Yoo Kyung-geun, a spokesman for the families, said there was anger that the president had not given assurances regarding an independent inquiry, adding: "I'm afraid her words were just meaningless."
Public opinion has been largely supportive of the families, although some conservative groups say leftwing organisations have hijacked the cause in an effort to embarrass the government.
The families of those still missing had spearheaded the calls for the ferry to be raised.
"My heart still aches when I think of the nine people who are still under the cold water, and of their families," Park said in Jindo.
The president had intended to pay her respects at a special altar erected at the island's harbour, but angry relatives had put up a barrier to block her access.
The prime minister, Lee Wan-koo, was turned away at the entrance to the remembrance hall by victims' families.
There is widespread frustration among many South Koreans who see their government as having failed to improve safety standards and hold senior officials accountable for a disaster blamed in part on incompetence and corruption.
"Nothing has changed," the JoongAng daily said in an editorial on Thursday. Chosun Ilbo, which has the largest circulation, concluded that "the country remains unsafe".
Large crowds were expected to turn out later on Thursday for an evening candlelight vigil in central Seoul.

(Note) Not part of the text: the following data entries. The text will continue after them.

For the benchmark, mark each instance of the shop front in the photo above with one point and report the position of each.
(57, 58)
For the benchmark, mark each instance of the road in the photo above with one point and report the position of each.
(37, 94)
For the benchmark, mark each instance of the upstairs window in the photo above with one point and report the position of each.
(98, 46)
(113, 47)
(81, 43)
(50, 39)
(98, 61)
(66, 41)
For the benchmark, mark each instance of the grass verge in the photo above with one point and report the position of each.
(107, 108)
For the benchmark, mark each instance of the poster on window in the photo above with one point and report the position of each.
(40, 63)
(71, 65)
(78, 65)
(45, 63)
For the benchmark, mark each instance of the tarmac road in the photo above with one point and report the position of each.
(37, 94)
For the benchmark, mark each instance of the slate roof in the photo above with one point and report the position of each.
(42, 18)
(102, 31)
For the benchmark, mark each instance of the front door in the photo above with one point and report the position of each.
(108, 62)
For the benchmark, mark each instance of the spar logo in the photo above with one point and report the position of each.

I understand the government resistance to an independent inquiry, although I think such resistance is counterproductive. What I don't understand is the seeming resistance to raise the ship. Unless there are genuine and insurmountable technical reasons, otherwise there seem no reason not to raise it.

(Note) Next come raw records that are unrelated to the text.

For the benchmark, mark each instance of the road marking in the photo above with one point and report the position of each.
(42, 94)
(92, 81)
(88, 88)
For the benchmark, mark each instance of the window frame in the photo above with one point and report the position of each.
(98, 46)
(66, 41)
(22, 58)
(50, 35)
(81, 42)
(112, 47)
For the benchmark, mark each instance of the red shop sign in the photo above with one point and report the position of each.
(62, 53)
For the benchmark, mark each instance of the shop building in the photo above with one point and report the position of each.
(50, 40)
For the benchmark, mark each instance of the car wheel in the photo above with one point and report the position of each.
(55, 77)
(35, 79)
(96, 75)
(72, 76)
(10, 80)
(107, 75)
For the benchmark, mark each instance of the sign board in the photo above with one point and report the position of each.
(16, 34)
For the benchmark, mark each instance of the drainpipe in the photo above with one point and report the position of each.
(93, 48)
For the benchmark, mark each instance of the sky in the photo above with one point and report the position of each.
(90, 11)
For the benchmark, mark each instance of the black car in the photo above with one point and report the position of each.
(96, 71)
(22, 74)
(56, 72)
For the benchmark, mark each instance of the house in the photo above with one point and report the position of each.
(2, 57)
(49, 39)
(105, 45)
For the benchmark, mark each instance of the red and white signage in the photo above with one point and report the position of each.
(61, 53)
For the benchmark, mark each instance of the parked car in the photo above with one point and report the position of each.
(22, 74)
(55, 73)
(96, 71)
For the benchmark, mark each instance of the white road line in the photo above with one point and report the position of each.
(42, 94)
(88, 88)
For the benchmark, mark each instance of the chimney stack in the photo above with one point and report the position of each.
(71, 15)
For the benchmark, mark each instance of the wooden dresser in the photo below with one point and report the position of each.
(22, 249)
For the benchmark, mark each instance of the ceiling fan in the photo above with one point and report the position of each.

Hong Kong also had a marine disaster in which close to 40 people died. There was an independent inquiry and it exposed that our ship inspection programme was pretty much non-existant. It was so bad that there are going to be charges against senior civil servants for gross negligence.
Lord have mercy!
What a tragedy. :(
Five years on this tragedy still lays heavy on the nation's conscience. I saw so many protests over the years I worked near government center.
http://m.koreatimes.co.kr/pages/article.asp?newsIdx=267186
Quote from: jimmy olsen on April 15, 2019, 08:29:43 AM
Five years on this tragedy still lays heavy on the nation's conscience. I saw so many protests over the years I worked near government center.
http://m.koreatimes.co.kr/pages/article.asp?newsIdx=267186
What were they saying?
Quote from: alfred russel on April 15, 2019, 09:04:12 AM
Quote from: jimmy olsen on April 15, 2019, 08:29:43 AM
Five years on this tragedy still lays heavy on the nation's conscience. I saw so many protests over the years I worked near government center.
http://m.koreatimes.co.kr/pages/article.asp?newsIdx=267186
What were they saying?
A lot were protesting former president Park's handling of the disaster. Others were demanding an independent investigation. Others more stringent enforcement of safety regulations.